In a country raised on blood and reared on myth, the notion that we are victims of a shared illusionary reality seems clear to me. America only likes mirrors when we are forcing other regimes to look into them at gun point. The use of “other regimes” in that sentence was deliberate. This country has been a benevolent dictator, at best, in terms of how the rest of the world views and interacts with us even if the story we tell ourselves is much grander than the truth.
Our illusion also includes political theater at its finest, a point that fails to garner as much attention as it should because most of the players rarely grace our television screens long enough to break through the circus-like cacophony of pimps, prostitutes and pretenders. What little time we have outside of work and sleep is spent in a hypnotic relationship with a tube that reinforces our misconceptions and naiveté with a steady diet of hyperbole and angst.
No matter how profound the offense by The Powers That Be, our sugar- and fat-laden diets ensure the average level of outrage in America is somewhat above a mote of dust and somewhat less than a mushroom with the attention span of a gnat. Whether our subjugation was a deliberate conspiracy or a coincidental one is open for debate, but the negative effect on our society as a whole is as undeniable as it was avoidable.
Our illusion may be sophisticated and subsidized, but it can be defeated with the consistent application of power granted to We The People under the Constitution.
Which leads us to the essential dilemma of all free people who would remain in that exalted and natural state. Representative democracy is a participatory endeavor and left to its own devices will quickly become an intolerable evil. I spoke of Thomas Paine and his thoughts on government and society in my last post, so I won’t repeat those points here beyond the idea that we get the government we permit to exist. I feel like that notion requires a bit more light since it appears central to the dilemma we face as a nation.
Like the movies I linked to before the jump, our particular brand of illusion is well documented and agreed upon and entrenched, yet the very powers that hold us prisoner contain the levers we need to break free. Our cancerous capitalism can be cured by our individual choices as consumers. Our unaccountable political system can be brought to heel by our uncast votes and misplaced demands. We can create an America that delivers the authentically sublime rather than mere sublimation.

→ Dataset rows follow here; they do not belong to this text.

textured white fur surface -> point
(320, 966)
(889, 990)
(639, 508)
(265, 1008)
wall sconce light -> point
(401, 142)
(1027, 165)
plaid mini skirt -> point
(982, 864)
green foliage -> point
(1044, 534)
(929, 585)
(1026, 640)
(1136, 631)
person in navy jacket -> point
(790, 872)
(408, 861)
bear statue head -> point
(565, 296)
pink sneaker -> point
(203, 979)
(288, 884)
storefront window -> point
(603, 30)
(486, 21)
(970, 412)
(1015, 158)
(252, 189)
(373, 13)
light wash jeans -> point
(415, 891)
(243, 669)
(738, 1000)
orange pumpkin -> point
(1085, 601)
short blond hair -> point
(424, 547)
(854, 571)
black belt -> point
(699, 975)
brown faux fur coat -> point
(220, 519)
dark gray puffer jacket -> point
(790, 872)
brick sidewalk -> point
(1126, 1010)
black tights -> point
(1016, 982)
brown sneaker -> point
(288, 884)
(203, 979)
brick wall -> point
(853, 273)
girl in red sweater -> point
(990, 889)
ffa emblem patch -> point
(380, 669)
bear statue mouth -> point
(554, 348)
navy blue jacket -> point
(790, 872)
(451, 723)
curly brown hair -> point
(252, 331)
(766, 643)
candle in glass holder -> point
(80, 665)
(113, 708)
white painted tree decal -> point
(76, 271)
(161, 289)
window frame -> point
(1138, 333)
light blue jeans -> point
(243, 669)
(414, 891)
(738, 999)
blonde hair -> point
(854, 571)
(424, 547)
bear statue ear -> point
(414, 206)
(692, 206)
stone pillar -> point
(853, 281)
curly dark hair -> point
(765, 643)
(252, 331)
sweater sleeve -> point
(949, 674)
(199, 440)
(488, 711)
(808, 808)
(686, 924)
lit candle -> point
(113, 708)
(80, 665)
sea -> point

We The People can use our illusion to transform America despite the seemingly impossible nature of the task and the forces arrayed against us.
Brilliant 2.0
Thanks, MBH!
I hereby award you, somewhat late, the Dayly Line of the Day Award for this here TPMCafe Site, given to all of you from all of me.
Very well done Jason.
Sorry, I just caught this.
Thanks, Double D, though I don’t recognize the words as being mine even if they do indeed capture the essence of my blog.
its the wrong quote. Must have screwed up on my cut/paste thingy…
There were many good sentences and phrases here. Let me try again:
This is good stuff Jason. This is a well put together essay.
I am sorry for the screw up, but not the award.
No worries at all. I thought it was funny that the quote you did use perfectly illustrated my point. Literary coincidence? Doesn’t happen that often. Thanks for the kind words and Merry Christmas!
Yeah … I was wondering there DD . . .
That cut and paste came from Richardxx’s fine take on America as the new land of media-centered scams.
That’s something I’ve howled about for the past 5 decades. And even moreso in this day and age. My wife gets tired of listening to me tell her to turn down that damn commercial crap.
As you know Dick, I had posted MLK’s piece from 1967 and the part in his speech that really stuck with me and has never left my thoughts was the part about:
~OGD~
I agree that you have described a big cause of our societal problems and some of the bad affects. You lose me beginning with the following sentence.
“Our unaccountable political system can be brought to heel by our *uncast* votes and misplaced demands.”
Did you mean cannot be solved rather than can. I’m not suggesting that our voting has or will solve our problems but I also don’t see not voting or misplaced demands as solution either. Then you conclude with:
“We The People can use our illusion to transform America despite the seemingly impossible nature of the task and the forces arrayed against us.”
Maybe so, but I would like to see a little evidence for that conclusion and perhaps a hint at a course of action. Am I just misreading what you intend? How does seeing an illusory picture of reality, rather than seeing that what is presented as reality is in fact an illusion, help to change things?
I am saying the votes we don’t cast lead to our subjugation. That the simple act of voting twice a year, every two years would be enough to create a system of government that is truly representative.
Another specific action we can take is to make different choices in our day-to-day life as a way of creating a new reality. not buying crap we don’t need from companies we know nothing about enslaving people half a world a way would be a great place to start.
We being dominated by forces completely subject to our control yet we have convinced ourselves we have no power at all.